You often hear complaints about the ‘game’ being rigged against regular people, but if you had a chance to play a game with the odds in your favour, would you fair any better? One investment firm’s experiment suggests the answer is no.
The Experiment
Participants were given a (digital) coin to flip and $25 to bet on the outcome. A normal coin toss is known to have 50/50 odds to come up either heads or tails. The experiment’s twist was that the coin used had a 60% chance of coming up heads and only a 40% chance of tails.
Flippers could make any sized bet, down to a minimum of a penny, and had thirty minutes to make as many bets as they could until they stopped, ran out of time or went broke. A correct guess doubled their bet, while an incorrect guess would forfeit it. They were told that there was an undisclosed maximum amount they could each win, and whatever amount they had remaining at the end of the thirty minutes would be given to them in real cash!
The people selected for the experiment were mostly college students in economics and finance, or young professionals in the finance sector itself.
How well did they do?
Before I tell you, perhaps you’d like to play the coin flip game yourself?

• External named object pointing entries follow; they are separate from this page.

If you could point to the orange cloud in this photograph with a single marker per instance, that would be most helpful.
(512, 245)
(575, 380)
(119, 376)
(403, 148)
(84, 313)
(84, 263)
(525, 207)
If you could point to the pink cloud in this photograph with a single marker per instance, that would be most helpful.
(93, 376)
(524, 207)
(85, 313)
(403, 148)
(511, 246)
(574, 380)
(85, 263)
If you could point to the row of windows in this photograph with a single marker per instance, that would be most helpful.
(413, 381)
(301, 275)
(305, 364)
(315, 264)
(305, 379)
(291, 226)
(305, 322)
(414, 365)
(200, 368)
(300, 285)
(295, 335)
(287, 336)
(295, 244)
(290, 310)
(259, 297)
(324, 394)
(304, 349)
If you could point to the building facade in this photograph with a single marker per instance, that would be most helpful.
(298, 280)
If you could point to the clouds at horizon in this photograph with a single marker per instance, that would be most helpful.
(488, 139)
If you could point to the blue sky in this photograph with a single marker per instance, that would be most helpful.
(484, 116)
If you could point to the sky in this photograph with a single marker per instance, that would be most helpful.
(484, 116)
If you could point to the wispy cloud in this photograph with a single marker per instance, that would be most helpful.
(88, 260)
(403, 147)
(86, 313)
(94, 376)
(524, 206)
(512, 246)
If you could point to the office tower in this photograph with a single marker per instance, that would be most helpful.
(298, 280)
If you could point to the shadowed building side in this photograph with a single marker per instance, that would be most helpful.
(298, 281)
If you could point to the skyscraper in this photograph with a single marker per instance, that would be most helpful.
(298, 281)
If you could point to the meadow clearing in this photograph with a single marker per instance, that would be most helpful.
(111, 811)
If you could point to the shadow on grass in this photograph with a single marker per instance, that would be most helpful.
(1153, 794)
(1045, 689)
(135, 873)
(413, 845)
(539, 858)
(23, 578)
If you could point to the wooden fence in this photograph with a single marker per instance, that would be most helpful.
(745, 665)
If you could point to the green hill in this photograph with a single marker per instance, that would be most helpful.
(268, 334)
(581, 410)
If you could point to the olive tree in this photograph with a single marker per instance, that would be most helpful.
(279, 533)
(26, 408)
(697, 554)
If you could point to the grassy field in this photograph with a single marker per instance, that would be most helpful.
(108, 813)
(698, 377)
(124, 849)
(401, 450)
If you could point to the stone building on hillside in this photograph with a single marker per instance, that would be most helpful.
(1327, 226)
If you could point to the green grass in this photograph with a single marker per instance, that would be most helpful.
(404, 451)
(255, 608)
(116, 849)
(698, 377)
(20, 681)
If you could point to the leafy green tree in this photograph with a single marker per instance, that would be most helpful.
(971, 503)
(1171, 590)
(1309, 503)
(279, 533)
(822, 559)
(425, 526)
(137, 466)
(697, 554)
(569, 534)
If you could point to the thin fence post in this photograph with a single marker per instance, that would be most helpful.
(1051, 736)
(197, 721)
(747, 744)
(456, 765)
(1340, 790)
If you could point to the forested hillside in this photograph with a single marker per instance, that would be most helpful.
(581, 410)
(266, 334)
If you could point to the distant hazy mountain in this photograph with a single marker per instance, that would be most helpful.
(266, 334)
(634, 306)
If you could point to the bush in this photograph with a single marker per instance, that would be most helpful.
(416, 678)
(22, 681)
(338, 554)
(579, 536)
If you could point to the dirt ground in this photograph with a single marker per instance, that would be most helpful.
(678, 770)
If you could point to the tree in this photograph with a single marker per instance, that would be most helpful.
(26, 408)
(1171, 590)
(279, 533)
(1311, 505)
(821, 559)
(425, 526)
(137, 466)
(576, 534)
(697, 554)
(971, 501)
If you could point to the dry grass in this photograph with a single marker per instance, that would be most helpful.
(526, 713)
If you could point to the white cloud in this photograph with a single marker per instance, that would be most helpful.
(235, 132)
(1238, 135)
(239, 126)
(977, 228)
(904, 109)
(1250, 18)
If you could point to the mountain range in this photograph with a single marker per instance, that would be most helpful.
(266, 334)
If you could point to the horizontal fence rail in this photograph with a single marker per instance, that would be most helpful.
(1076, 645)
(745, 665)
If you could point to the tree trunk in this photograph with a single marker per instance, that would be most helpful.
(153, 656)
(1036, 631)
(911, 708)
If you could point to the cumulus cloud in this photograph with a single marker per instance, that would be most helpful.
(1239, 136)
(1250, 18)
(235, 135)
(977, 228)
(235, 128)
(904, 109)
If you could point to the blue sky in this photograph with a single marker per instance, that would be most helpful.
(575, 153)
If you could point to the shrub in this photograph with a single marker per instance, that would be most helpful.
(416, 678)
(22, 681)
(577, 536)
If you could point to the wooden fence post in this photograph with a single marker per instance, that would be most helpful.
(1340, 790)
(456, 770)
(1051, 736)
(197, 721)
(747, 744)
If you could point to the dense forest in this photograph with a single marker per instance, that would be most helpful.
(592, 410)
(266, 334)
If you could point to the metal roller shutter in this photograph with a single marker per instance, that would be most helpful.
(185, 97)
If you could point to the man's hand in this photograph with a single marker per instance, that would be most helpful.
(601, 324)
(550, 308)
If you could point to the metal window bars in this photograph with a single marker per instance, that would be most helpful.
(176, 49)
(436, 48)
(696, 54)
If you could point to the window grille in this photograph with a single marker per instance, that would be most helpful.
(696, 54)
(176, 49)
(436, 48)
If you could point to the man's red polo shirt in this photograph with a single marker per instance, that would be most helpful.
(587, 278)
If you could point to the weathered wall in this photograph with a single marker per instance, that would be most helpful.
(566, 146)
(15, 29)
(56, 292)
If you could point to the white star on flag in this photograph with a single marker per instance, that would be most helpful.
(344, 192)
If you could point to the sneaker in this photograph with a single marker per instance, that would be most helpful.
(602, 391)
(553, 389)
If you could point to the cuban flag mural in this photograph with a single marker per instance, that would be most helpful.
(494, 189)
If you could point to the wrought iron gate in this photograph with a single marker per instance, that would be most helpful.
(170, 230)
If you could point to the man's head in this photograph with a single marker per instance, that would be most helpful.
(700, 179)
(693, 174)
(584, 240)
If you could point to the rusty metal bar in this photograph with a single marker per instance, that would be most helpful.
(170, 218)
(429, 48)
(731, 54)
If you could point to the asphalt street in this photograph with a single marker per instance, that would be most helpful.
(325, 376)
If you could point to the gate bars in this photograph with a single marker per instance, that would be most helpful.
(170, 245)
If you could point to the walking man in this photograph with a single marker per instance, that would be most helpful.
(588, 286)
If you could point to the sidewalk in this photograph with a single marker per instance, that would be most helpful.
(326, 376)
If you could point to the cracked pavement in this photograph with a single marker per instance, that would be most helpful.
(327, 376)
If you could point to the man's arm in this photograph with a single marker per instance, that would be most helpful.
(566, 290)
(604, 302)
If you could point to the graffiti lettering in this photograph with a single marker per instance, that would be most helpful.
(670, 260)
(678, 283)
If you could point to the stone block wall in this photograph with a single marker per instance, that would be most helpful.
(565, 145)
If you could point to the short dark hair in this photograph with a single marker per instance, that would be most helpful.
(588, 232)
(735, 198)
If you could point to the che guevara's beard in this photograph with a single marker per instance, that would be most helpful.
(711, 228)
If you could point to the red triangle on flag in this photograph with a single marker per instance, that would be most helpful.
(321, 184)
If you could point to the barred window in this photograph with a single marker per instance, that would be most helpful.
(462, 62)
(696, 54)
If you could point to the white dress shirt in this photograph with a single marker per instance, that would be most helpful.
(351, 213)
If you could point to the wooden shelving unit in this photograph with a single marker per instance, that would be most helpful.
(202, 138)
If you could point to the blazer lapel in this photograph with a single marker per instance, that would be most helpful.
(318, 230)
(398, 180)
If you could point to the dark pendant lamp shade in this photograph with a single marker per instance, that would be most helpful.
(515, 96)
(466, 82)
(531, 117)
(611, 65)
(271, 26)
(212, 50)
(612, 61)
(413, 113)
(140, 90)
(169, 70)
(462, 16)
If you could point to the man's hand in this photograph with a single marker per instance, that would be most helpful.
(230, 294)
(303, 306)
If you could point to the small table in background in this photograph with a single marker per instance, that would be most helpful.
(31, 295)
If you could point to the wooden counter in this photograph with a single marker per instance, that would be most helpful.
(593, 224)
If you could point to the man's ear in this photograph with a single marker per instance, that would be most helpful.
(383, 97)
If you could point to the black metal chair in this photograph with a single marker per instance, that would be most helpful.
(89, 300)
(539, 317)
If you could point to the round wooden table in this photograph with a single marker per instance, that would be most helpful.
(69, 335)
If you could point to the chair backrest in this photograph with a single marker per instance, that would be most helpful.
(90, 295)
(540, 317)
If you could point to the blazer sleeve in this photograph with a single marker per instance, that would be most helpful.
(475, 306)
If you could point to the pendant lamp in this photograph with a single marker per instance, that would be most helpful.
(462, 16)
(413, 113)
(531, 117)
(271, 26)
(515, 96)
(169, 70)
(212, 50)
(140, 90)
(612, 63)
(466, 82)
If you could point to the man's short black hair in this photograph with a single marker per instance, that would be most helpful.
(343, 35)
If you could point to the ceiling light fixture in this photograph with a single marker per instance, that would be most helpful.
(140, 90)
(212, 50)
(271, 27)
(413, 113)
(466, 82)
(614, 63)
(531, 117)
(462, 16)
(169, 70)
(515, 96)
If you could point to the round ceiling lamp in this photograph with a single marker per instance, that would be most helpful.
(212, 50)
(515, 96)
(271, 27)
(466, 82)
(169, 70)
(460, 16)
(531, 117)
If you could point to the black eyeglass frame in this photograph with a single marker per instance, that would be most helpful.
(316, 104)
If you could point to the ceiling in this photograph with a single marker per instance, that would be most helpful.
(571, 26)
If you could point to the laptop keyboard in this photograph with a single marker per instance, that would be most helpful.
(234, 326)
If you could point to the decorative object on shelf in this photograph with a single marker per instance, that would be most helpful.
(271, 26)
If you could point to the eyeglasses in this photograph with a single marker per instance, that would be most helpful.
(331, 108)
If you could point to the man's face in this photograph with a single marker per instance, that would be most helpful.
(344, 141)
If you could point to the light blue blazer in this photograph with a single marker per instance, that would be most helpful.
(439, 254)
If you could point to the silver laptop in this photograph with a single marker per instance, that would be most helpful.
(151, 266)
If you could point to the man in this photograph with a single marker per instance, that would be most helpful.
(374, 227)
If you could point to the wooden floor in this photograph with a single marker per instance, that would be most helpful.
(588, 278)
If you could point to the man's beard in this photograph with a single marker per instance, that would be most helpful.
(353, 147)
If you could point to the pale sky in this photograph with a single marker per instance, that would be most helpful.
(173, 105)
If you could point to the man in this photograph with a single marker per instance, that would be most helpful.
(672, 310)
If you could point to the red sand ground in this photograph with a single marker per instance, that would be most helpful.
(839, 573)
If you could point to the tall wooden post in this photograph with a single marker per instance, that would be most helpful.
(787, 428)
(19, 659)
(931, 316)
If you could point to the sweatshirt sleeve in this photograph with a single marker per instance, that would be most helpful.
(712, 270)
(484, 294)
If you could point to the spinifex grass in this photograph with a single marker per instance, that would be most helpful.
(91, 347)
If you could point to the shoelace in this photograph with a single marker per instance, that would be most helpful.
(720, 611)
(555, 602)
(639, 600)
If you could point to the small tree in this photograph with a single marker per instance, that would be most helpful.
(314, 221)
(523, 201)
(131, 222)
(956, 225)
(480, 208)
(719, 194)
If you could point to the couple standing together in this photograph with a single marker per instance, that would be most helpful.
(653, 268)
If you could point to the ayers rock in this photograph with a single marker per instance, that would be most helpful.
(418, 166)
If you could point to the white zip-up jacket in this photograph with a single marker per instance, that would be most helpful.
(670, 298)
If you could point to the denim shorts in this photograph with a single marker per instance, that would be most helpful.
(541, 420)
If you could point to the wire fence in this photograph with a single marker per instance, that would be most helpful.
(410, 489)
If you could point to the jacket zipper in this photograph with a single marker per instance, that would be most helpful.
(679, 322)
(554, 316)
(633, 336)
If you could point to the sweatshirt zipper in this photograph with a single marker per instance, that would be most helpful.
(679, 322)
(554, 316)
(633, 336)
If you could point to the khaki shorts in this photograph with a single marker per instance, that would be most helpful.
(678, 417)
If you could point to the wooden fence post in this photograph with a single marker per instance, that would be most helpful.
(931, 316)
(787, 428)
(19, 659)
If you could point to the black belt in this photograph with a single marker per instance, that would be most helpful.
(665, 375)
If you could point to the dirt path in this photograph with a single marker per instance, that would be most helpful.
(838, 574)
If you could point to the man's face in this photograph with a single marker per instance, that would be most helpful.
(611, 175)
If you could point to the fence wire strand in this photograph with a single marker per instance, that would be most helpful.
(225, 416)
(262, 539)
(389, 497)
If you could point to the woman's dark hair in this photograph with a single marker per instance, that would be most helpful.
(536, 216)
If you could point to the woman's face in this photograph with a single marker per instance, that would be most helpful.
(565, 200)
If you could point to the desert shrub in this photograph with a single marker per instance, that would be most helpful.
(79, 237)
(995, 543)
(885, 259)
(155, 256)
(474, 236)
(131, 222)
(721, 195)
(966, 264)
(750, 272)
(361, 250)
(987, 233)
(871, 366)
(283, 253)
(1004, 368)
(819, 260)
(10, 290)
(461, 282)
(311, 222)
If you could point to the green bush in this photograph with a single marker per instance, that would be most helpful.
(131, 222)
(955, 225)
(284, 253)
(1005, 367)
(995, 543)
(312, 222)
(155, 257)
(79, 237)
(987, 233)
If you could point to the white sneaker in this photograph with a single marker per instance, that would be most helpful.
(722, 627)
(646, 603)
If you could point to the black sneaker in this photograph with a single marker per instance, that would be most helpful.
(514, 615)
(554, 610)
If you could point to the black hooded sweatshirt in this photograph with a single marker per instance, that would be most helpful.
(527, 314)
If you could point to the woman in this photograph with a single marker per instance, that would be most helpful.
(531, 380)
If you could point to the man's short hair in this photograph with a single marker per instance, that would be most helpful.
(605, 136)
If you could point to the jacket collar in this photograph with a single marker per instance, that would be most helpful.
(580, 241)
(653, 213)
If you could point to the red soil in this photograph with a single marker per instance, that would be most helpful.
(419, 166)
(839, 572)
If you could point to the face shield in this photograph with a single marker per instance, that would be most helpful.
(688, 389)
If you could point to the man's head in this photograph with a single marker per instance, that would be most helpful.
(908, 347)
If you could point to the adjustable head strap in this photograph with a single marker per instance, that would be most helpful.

The investment fund makes the same offer in their paper detailing the experiment. How you fair can teach you a lot about yourself, as we’ll get into shortly.
You can play the game here (with a reduced time limit of 10 minutes):
https://elmwealth.com/coin-flip/
Alright, back to the results.
The participants didn’t do all that great, which shocked the researchers. Only one-fifth of them reached the max payout of $250. A third of all subjects either went broke or left with less money than they started with! Keep in mind that this sample size is skewed towards individuals who should have a good grasp of concepts like probability, statistics and risk-reward ratios in investing and gambling.
Why did they do so bad? It can boil down to three main reasons:
1. Not Managing Risk Properly
Nearly a third of the subjects bet it all on one coin flip. Ugh.
Having a 60/40 edge doesn’t mean you can’t lose a bet. The first priority should be to get on the right side of it. Picking heads every time guarantees your win rate over time to be 60%. This means you will win more bets than you lose, but you will lose, sometimes multiple times in a row.
What is the chance you’ll lose your first flip? 40%
What is the chance you’ll lose two flips in a row? 40% x 40% = 16%
Given this, if you bet half of your $25 on bet one, and the other half on bet two, you have a 1 in 6 chance of going bust!
That seems a bit risky to me, when in the right hands this game could become a money-printing machine.
Accounting for five losses in a row, the odds of going broke with $5 bets go down to 1% or 1 in 100.
That seems like a better risk management plan to me. We still don’t know if this is the best strategy, but we’re getting there.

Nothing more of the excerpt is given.